No podemos dejar de mencionar a todos los “indignados”, rojos y caviares, quienes al ver que la ex alcaldesa Susana Villarán se pasea libremente por las calles no dicen absolutamente nada, a pesar de haber recibido millones de dólares de sobornos de las constructoras brasileñas cuando fue alcaldesa de Lima. Su caso es más grave todavía por cuanto las empresas que dieron el dinero lo han admitido. La empresa de publicidad que lavó el dinero también lo ha admitido y por último, la misma Pillaran ha admitido recibir el dinero. Así y todo, la fiscalía todavía no presenta acusación en contra de ella.

Si de la fiscalía se trata, cuán indignados deben estar los fiscales del equipo especial Lava Jato, que hasta el momento y después de seis años, solamente han logrado presentar la acusación contra Ollanta Humala de todos los procesados por la red de corrupción de Odebrecht, sin lograr hasta el momento una sola condena.

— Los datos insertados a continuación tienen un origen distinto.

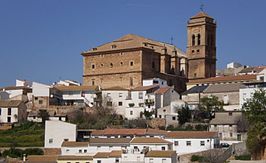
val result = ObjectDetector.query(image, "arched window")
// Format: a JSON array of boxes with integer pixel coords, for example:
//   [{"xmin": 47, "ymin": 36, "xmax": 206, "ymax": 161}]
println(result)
[
  {"xmin": 192, "ymin": 35, "xmax": 195, "ymax": 46},
  {"xmin": 198, "ymin": 34, "xmax": 200, "ymax": 45}
]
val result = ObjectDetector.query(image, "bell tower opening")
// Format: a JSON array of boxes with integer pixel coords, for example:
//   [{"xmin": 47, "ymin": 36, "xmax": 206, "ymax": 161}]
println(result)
[{"xmin": 186, "ymin": 11, "xmax": 216, "ymax": 80}]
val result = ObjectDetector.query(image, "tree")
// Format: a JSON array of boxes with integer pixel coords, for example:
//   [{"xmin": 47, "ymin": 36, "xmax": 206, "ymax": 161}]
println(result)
[
  {"xmin": 242, "ymin": 89, "xmax": 266, "ymax": 159},
  {"xmin": 177, "ymin": 106, "xmax": 191, "ymax": 125},
  {"xmin": 197, "ymin": 95, "xmax": 224, "ymax": 119},
  {"xmin": 38, "ymin": 110, "xmax": 50, "ymax": 125}
]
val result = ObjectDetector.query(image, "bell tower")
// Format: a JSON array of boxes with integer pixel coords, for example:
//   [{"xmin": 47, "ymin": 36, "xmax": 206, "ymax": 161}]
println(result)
[{"xmin": 187, "ymin": 11, "xmax": 216, "ymax": 80}]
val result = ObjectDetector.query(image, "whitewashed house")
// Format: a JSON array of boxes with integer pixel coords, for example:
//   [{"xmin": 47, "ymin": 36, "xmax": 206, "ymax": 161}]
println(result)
[
  {"xmin": 0, "ymin": 100, "xmax": 27, "ymax": 124},
  {"xmin": 44, "ymin": 121, "xmax": 77, "ymax": 148},
  {"xmin": 145, "ymin": 150, "xmax": 177, "ymax": 163},
  {"xmin": 102, "ymin": 87, "xmax": 130, "ymax": 116},
  {"xmin": 165, "ymin": 131, "xmax": 219, "ymax": 155},
  {"xmin": 54, "ymin": 85, "xmax": 100, "ymax": 107}
]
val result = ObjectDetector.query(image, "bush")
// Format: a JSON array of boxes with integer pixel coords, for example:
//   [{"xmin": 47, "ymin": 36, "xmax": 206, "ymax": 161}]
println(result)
[
  {"xmin": 190, "ymin": 155, "xmax": 204, "ymax": 162},
  {"xmin": 235, "ymin": 155, "xmax": 251, "ymax": 160}
]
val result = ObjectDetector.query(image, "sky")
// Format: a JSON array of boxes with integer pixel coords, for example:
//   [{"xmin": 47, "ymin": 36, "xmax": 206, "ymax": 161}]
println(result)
[{"xmin": 0, "ymin": 0, "xmax": 266, "ymax": 86}]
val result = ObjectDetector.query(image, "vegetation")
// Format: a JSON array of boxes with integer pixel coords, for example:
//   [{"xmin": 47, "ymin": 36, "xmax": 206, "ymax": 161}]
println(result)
[
  {"xmin": 242, "ymin": 90, "xmax": 266, "ymax": 159},
  {"xmin": 235, "ymin": 155, "xmax": 251, "ymax": 160},
  {"xmin": 190, "ymin": 155, "xmax": 204, "ymax": 162},
  {"xmin": 2, "ymin": 147, "xmax": 43, "ymax": 158},
  {"xmin": 177, "ymin": 106, "xmax": 191, "ymax": 125},
  {"xmin": 194, "ymin": 95, "xmax": 224, "ymax": 121},
  {"xmin": 0, "ymin": 122, "xmax": 44, "ymax": 147}
]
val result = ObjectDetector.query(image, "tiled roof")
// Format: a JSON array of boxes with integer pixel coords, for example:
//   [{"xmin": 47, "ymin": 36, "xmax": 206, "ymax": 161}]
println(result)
[
  {"xmin": 93, "ymin": 152, "xmax": 110, "ymax": 158},
  {"xmin": 132, "ymin": 84, "xmax": 159, "ymax": 91},
  {"xmin": 57, "ymin": 155, "xmax": 93, "ymax": 161},
  {"xmin": 191, "ymin": 11, "xmax": 211, "ymax": 19},
  {"xmin": 109, "ymin": 150, "xmax": 122, "ymax": 157},
  {"xmin": 82, "ymin": 34, "xmax": 186, "ymax": 57},
  {"xmin": 203, "ymin": 83, "xmax": 242, "ymax": 93},
  {"xmin": 0, "ymin": 100, "xmax": 22, "ymax": 108},
  {"xmin": 145, "ymin": 150, "xmax": 176, "ymax": 157},
  {"xmin": 154, "ymin": 87, "xmax": 171, "ymax": 94},
  {"xmin": 54, "ymin": 85, "xmax": 98, "ymax": 91},
  {"xmin": 27, "ymin": 155, "xmax": 58, "ymax": 163},
  {"xmin": 166, "ymin": 131, "xmax": 218, "ymax": 139},
  {"xmin": 62, "ymin": 141, "xmax": 89, "ymax": 147},
  {"xmin": 102, "ymin": 86, "xmax": 128, "ymax": 91},
  {"xmin": 130, "ymin": 137, "xmax": 171, "ymax": 144},
  {"xmin": 188, "ymin": 75, "xmax": 256, "ymax": 84},
  {"xmin": 210, "ymin": 112, "xmax": 247, "ymax": 125},
  {"xmin": 183, "ymin": 85, "xmax": 208, "ymax": 95},
  {"xmin": 89, "ymin": 138, "xmax": 131, "ymax": 146},
  {"xmin": 93, "ymin": 150, "xmax": 122, "ymax": 158},
  {"xmin": 91, "ymin": 128, "xmax": 146, "ymax": 136}
]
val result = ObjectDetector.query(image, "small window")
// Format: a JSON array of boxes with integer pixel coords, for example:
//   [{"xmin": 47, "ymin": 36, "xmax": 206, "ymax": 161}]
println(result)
[
  {"xmin": 118, "ymin": 101, "xmax": 123, "ymax": 106},
  {"xmin": 7, "ymin": 108, "xmax": 11, "ymax": 115},
  {"xmin": 200, "ymin": 141, "xmax": 205, "ymax": 146},
  {"xmin": 112, "ymin": 45, "xmax": 116, "ymax": 49},
  {"xmin": 139, "ymin": 92, "xmax": 143, "ymax": 99}
]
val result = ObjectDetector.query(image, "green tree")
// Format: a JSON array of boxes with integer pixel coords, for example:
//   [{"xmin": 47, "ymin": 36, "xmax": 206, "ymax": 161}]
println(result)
[
  {"xmin": 177, "ymin": 106, "xmax": 191, "ymax": 125},
  {"xmin": 242, "ymin": 89, "xmax": 266, "ymax": 158}
]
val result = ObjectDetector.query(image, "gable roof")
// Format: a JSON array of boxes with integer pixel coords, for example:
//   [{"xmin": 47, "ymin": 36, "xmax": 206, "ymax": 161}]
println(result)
[
  {"xmin": 0, "ymin": 100, "xmax": 23, "ymax": 108},
  {"xmin": 145, "ymin": 150, "xmax": 176, "ymax": 157},
  {"xmin": 166, "ymin": 131, "xmax": 218, "ymax": 139},
  {"xmin": 130, "ymin": 137, "xmax": 171, "ymax": 144},
  {"xmin": 82, "ymin": 34, "xmax": 186, "ymax": 57},
  {"xmin": 203, "ymin": 83, "xmax": 242, "ymax": 93}
]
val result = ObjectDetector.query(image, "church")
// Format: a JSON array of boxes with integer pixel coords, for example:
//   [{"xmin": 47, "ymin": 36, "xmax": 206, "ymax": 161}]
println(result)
[{"xmin": 81, "ymin": 11, "xmax": 216, "ymax": 92}]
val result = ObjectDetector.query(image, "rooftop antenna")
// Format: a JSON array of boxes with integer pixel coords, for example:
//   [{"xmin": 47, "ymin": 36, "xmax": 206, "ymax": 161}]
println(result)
[
  {"xmin": 171, "ymin": 36, "xmax": 174, "ymax": 45},
  {"xmin": 200, "ymin": 3, "xmax": 204, "ymax": 12}
]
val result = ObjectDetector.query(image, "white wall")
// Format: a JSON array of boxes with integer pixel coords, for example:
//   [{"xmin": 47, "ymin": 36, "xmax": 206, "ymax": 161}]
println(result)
[
  {"xmin": 44, "ymin": 121, "xmax": 76, "ymax": 148},
  {"xmin": 166, "ymin": 138, "xmax": 214, "ymax": 154},
  {"xmin": 0, "ymin": 107, "xmax": 18, "ymax": 123},
  {"xmin": 32, "ymin": 82, "xmax": 50, "ymax": 97}
]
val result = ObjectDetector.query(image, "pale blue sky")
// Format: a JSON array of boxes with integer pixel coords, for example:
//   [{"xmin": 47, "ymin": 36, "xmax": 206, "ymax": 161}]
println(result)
[{"xmin": 0, "ymin": 0, "xmax": 266, "ymax": 86}]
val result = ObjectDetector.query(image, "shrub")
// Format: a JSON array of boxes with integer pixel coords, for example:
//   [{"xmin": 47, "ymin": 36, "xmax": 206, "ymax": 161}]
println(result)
[
  {"xmin": 190, "ymin": 155, "xmax": 204, "ymax": 162},
  {"xmin": 235, "ymin": 154, "xmax": 251, "ymax": 160}
]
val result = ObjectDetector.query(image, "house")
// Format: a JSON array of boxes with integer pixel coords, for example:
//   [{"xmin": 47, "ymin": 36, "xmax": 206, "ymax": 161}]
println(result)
[
  {"xmin": 53, "ymin": 85, "xmax": 100, "ymax": 107},
  {"xmin": 44, "ymin": 120, "xmax": 76, "ymax": 149},
  {"xmin": 239, "ymin": 81, "xmax": 266, "ymax": 108},
  {"xmin": 209, "ymin": 111, "xmax": 248, "ymax": 144},
  {"xmin": 57, "ymin": 155, "xmax": 93, "ymax": 163},
  {"xmin": 128, "ymin": 137, "xmax": 172, "ymax": 153},
  {"xmin": 102, "ymin": 86, "xmax": 130, "ymax": 115},
  {"xmin": 145, "ymin": 150, "xmax": 177, "ymax": 163},
  {"xmin": 93, "ymin": 150, "xmax": 122, "ymax": 163},
  {"xmin": 165, "ymin": 131, "xmax": 219, "ymax": 155},
  {"xmin": 27, "ymin": 111, "xmax": 67, "ymax": 122},
  {"xmin": 0, "ymin": 100, "xmax": 27, "ymax": 124}
]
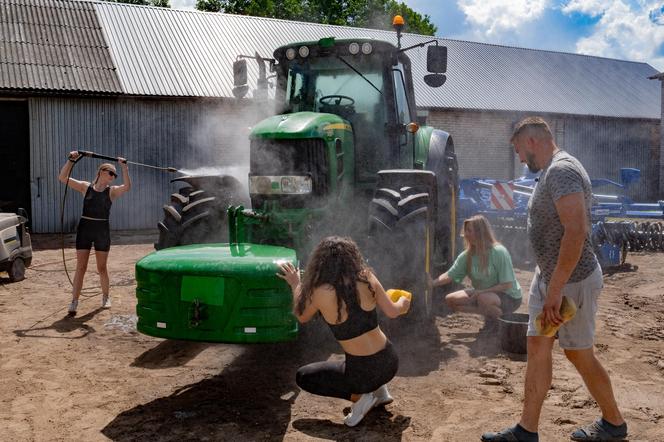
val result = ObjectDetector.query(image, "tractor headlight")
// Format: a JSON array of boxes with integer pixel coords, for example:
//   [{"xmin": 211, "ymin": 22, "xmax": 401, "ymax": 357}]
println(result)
[
  {"xmin": 281, "ymin": 176, "xmax": 311, "ymax": 195},
  {"xmin": 249, "ymin": 175, "xmax": 312, "ymax": 195}
]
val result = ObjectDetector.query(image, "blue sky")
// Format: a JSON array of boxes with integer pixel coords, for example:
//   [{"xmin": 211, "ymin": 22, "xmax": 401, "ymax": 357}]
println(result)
[{"xmin": 171, "ymin": 0, "xmax": 664, "ymax": 71}]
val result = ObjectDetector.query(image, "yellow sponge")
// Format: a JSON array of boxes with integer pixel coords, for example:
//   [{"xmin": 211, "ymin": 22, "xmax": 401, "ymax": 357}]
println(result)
[
  {"xmin": 535, "ymin": 296, "xmax": 576, "ymax": 338},
  {"xmin": 386, "ymin": 289, "xmax": 413, "ymax": 302}
]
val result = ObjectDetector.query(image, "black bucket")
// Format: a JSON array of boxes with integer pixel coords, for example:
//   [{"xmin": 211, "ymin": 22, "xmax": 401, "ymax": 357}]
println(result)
[{"xmin": 498, "ymin": 313, "xmax": 528, "ymax": 355}]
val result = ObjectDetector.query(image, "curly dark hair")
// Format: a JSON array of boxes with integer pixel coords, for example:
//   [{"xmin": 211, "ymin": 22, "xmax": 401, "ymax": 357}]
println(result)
[{"xmin": 295, "ymin": 236, "xmax": 375, "ymax": 322}]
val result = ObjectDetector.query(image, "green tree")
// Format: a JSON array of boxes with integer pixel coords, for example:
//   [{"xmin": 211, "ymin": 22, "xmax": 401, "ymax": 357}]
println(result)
[{"xmin": 196, "ymin": 0, "xmax": 438, "ymax": 35}]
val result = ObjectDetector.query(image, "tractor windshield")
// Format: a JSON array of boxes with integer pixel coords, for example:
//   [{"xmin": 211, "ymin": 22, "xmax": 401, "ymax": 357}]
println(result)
[{"xmin": 285, "ymin": 56, "xmax": 387, "ymax": 180}]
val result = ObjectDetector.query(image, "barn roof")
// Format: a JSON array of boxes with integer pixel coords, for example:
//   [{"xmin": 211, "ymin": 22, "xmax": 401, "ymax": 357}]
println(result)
[{"xmin": 0, "ymin": 0, "xmax": 661, "ymax": 119}]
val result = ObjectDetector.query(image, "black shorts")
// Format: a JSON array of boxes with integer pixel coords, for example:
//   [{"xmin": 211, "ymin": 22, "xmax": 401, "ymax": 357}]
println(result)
[
  {"xmin": 76, "ymin": 218, "xmax": 111, "ymax": 252},
  {"xmin": 497, "ymin": 292, "xmax": 521, "ymax": 315},
  {"xmin": 295, "ymin": 341, "xmax": 399, "ymax": 400}
]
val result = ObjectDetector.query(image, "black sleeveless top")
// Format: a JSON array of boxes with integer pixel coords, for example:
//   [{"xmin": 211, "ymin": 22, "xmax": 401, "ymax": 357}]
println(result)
[
  {"xmin": 327, "ymin": 290, "xmax": 378, "ymax": 341},
  {"xmin": 83, "ymin": 184, "xmax": 113, "ymax": 220}
]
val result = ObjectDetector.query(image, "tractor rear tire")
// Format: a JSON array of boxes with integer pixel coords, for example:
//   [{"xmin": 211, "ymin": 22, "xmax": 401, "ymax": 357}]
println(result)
[{"xmin": 154, "ymin": 177, "xmax": 243, "ymax": 250}]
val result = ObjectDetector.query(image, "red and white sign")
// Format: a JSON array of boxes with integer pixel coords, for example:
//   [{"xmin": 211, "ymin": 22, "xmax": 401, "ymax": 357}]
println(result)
[{"xmin": 491, "ymin": 183, "xmax": 514, "ymax": 210}]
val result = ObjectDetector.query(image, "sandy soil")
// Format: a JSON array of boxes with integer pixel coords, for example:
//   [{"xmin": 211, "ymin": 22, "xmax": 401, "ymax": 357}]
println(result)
[{"xmin": 0, "ymin": 236, "xmax": 664, "ymax": 441}]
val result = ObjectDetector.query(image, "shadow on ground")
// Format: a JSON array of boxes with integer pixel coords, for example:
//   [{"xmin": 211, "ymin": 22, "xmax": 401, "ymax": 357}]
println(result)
[
  {"xmin": 14, "ymin": 308, "xmax": 103, "ymax": 339},
  {"xmin": 102, "ymin": 322, "xmax": 336, "ymax": 441},
  {"xmin": 131, "ymin": 340, "xmax": 214, "ymax": 369}
]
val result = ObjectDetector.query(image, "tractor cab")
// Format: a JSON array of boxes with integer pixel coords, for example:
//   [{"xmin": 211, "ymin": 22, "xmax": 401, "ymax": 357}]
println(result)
[
  {"xmin": 274, "ymin": 38, "xmax": 415, "ymax": 183},
  {"xmin": 234, "ymin": 37, "xmax": 447, "ymax": 194}
]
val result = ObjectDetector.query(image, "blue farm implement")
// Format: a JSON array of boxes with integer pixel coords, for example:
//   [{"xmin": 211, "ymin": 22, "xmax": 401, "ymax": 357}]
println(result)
[{"xmin": 458, "ymin": 168, "xmax": 664, "ymax": 268}]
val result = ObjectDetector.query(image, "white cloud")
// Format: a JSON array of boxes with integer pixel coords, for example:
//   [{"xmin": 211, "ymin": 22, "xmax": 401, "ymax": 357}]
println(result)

Desde este columna pregunto: ¿Dónde están los indignados cuando el Presidente exige a los policías de su resguardo, que le aten los pasadores del calzado, cual si de un virrey se tratara?

Somos testigos de que nuestra clase política no está a la altura de las circunstancias. Los izquierdistas seguirán apoyando a Castillo por temas ideológicos por más que su gobierno es un desastre para el país. Los caviares apoyarán a Castillo siempre que éste les asegure puestos de trabajo en el Estado y miles de millones en “consultorías”. Cuando vean que Castillo no se puede mantener más, le darán la espalda, para reemplazarlo por Dina Boluarte, con quien seguramente ya tienen acordada la repartija de poder. 

Del lado de la oposición, con muy honradas excepciones, vemos políticos más preocupados en sacar réditos personales que en servir al país.

Solamente quedamos nosotros: estudiantes, trabajadores, amas de casa, profesores, empresarios, los verdaderos indignados con toda esta podredumbre. Depende de nosotros movilizarnos para exigir la salida por medios constitucionales de la mafia de delincuentes que ha tomado el gobierno por asalto.

Recordemos la frase de los Indignados: “Un pueblo que elige a corruptos, no es víctima, es cómplice”.